Les périodes de crise sont difficiles à supporter, exigent beaucoup d’efforts et sapent nos forces. Souvent les crises surviennent avec brutalité et nous affectent profondément. Elles nous rappellent des évènements précédents douloureux et rallument des souffrances. La perte du travail, une maladie incurable, le décès d’un proche, les enfants qui quittent le domicile en laissant un trou, devenir une famille monoparentale à la suite d’une séparation, le conjoint en pleine crise de la quarantaine, quitter la vie active pour la mise à la retraite, les traumatismes de guerre, être chassé de son pays, les migrations, des accidents et catastrophes naturelles, devoir subir des violences physiques et psychiques; tout cela peut nous demander des efforts surhumains et nous fragilise. Souvent les évènements surviennent en cascade. L’existence nous place devant des défis qu’il faut relever.

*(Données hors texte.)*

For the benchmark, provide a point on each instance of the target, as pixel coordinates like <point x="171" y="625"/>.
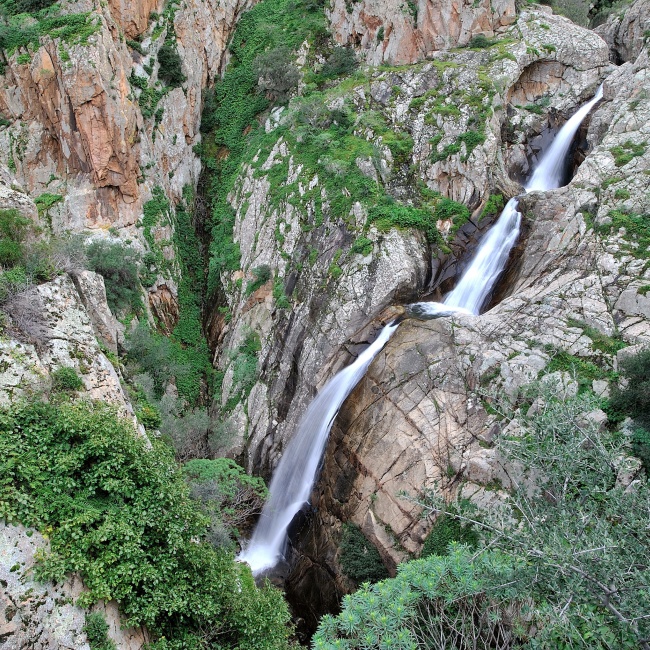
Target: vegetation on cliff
<point x="118" y="512"/>
<point x="562" y="562"/>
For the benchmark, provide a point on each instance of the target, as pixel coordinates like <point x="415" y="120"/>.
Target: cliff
<point x="326" y="215"/>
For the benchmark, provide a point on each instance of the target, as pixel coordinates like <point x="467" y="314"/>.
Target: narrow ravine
<point x="296" y="472"/>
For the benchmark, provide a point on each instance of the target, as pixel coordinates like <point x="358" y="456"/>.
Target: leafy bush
<point x="446" y="530"/>
<point x="459" y="601"/>
<point x="118" y="513"/>
<point x="342" y="61"/>
<point x="633" y="400"/>
<point x="96" y="630"/>
<point x="575" y="10"/>
<point x="276" y="74"/>
<point x="119" y="265"/>
<point x="230" y="496"/>
<point x="479" y="41"/>
<point x="13" y="226"/>
<point x="66" y="379"/>
<point x="11" y="252"/>
<point x="359" y="558"/>
<point x="13" y="7"/>
<point x="170" y="71"/>
<point x="568" y="528"/>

Vous est-il déjà arrivé de sortir d’une crise? Vous êtes-vous interrogé (avez peut-être cherché à comprendre) comment et pourquoi vous avez réussi à la traverser? Quels sont les éléments qui vous ont poussé à agir et à chercher une solution? Vous êtes étonné d’avoir trouvé en vous-même le moyen d’avancer dans cette situation difficile.

La résilience est la faculté à s’en tirer après un coup du sort, à affronter des situations traumatiques ou génératrices de stress.

Dans le texte suivant nous vous proposons des pistes qui pourraient vous aider à mieux résister à des crises et à découvrir la force de vos ressources intérieures (la force de votre résilience).

 

Que signifie exactement le concept « résilience »?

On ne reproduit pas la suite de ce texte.